Today I read the new arXival by Leistedt et al. on the topic of photometric redshifting, in which a hierarchical model is proposed to include learning something of the inherent distribution of galaxies in redshift-magnitude-template space from the data itself: constraining the hyper-parameters of a distribution model and tightening the posteriors on each individual galaxy’s inferred redshift through Bayesian shrinkage.
I link to David van Dyk’s talk on this topic at the IAUS306 since afterwards I wrote to Narciso Benitez & David: “I’m not sure if you’ve talked to each other at the meeting yet, but when I was watching Narciso’s presentation on the importance of the prior for photometric redshift estimation I thought it seemed a very natural place to apply the Bayesian shrinkage ideas that David presented. I.e., allow the data itself to improve the prior for both the redshift distribution and the proportion of each template type in the survey under study using a simple hierarchical model with some hyper parameters controlling the shape of p(z) and the probability of each template!“. Though I do not believe they did end up collaborating …
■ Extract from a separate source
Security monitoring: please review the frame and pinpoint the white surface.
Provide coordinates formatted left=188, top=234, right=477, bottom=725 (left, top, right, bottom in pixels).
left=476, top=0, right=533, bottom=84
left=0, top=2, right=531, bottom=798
All that to say, I think this is a good idea. With regards to specifics I think the proposed model in this particular paper is a little simplistic. For instance, the intrinsic distribution is formed by (arbitrarily) dividing the redshift-magnitude-template space into rectangular prisms across which a constant contribution to the prior mass is assigned by the Dirichlet. Alternatively one could avoid arbitrary binning by supposing a distribution on the partitioning (a la methods for treed Gaussian processes; Gramacy & Lee or Kim & Holmes) and then marginalising over this unknown distribution (which, in the treed GP case, does tend to produce smooth marginals despite the inherently discontinuous nature of the sub-models). Moreover, a stronger prior of correlation between bins could well be motivated by the adjacency of the prisms in the physical space. Another minor problem with the proposed implementation seems to be that since the likelihood stated does not depend on the magnitude each galaxy is presumably being assigned to a bin solely according to its (noisily) observed flux in the reference band.
On a more general level I wonder at the value of the inferred intrinsic distribution as compared to the posterior draws of the true photometric redshift lists themselves. In this type of ‘deconvolution’ problem (e.g. mixture models) the posterior for the intrinsic distribution is typically highly prior/model sensitive (see, e.g., mixture model examples). If one reports both the posterior samples of the true redshifts along with their prior densities it makes it easy for others to come along with their own prior/models for these latent variables and apply a simple reweighting to approximate their own posterior (as in my mixture modelling paper). Ultimately for comparison to cosmological models one would like a prior tuned (e.g.) for consistency with simulations of mock galaxies from that family of models, I would imagine. Likewise, one can compute whatever summary statistics concerning the redshift distribution that one might be interested in as functionals over the true redshift samples.
Edit: I forgot to mention that I think the toy simulated dataset example should be augmented with a test of performance (in RMSE) on one of the photometric redshifting challenge datasets.